Phil Ulrich, a retired nuclear engineer and a resident of nearby Greenwich, said Thursday he attended the Town Board meeting and spoke in favor of nuclear power.

Ulrich said he has a bachelor’s degree in nuclear engineering from Rensselaer Polytechnic Institute in Troy and spent six years in the Navy working in nuclear propulsion projects.

“The 104 nuclear reactors in the United States are not problematic,” he said. He said he has performed 100 reactor startups, including those on aircraft carriers.

He described Tuesday’s board meeting as civilized and rational with no emotional outbursts from the audience.

“I believe in the technology,” Ulrich said. “Nuclear power offers a tremendous opportunity, on an interim basis,” to the country’s energy needs and as an alternative to foreign oil, he said.

He maintained that it’s a myth that nuclear power plants require huge amounts of water. He said water is required for cooling the reactor but not in the internal operation of the reactor.
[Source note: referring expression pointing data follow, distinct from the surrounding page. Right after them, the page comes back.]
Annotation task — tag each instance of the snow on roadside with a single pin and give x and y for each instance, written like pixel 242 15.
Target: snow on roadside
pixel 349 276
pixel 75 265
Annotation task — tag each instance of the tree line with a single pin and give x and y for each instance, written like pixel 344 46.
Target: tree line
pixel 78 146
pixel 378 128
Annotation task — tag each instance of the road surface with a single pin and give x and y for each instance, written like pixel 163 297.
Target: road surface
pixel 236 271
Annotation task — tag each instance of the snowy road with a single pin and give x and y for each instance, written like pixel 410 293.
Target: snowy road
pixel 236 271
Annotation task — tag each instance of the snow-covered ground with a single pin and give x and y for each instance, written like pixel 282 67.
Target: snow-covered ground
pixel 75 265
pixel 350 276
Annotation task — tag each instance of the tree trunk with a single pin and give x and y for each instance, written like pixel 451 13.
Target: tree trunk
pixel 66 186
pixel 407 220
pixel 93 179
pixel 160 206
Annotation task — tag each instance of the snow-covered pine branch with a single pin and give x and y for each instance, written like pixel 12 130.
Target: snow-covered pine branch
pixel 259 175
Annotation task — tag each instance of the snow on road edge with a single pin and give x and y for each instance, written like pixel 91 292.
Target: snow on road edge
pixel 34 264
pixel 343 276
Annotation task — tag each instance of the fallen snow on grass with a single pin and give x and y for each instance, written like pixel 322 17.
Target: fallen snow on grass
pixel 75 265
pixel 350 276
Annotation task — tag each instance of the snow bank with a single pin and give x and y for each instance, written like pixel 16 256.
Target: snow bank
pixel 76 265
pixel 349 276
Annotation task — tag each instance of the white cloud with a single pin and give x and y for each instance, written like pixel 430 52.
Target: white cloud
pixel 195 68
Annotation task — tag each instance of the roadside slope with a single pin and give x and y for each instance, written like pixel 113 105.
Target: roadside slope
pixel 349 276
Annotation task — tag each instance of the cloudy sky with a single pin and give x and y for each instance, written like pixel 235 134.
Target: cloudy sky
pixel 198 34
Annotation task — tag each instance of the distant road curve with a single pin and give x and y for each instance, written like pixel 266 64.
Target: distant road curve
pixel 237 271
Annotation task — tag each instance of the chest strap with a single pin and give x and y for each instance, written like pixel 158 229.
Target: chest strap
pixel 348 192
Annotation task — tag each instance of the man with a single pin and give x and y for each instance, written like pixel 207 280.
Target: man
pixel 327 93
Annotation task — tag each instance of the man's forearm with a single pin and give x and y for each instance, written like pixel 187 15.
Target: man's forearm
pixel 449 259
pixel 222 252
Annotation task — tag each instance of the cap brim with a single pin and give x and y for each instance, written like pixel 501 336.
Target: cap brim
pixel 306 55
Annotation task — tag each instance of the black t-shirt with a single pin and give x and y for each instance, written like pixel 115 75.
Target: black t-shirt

“It’s a small fraction of the water used in [non-nuclear] power plants,” Ulrich said.

Rymph said it is his understanding that a nuclear power plant would need a reliable source of water. But he said the plant would not have to be located directly alongside the Hudson River, as was the case in the 1960s plant proposal.

He said the plant could be located 5 miles from the river and still use river water.

The Saratoga National Historical Park in the town of Stillwater is directly across the Hudson River from the 1,000-acre site proposed by NiMo in the late 1960s for the nuclear plant. Having a nuclear plant with cooling towers across from the site of the 1777 Battles of Saratoga would ruin the historic view, according to historic preservation officials.

Rymph said the five-person committee has not yet been appointed. He said there is no set timetable and the committee will meet “as needed or at the request of the supervisor.”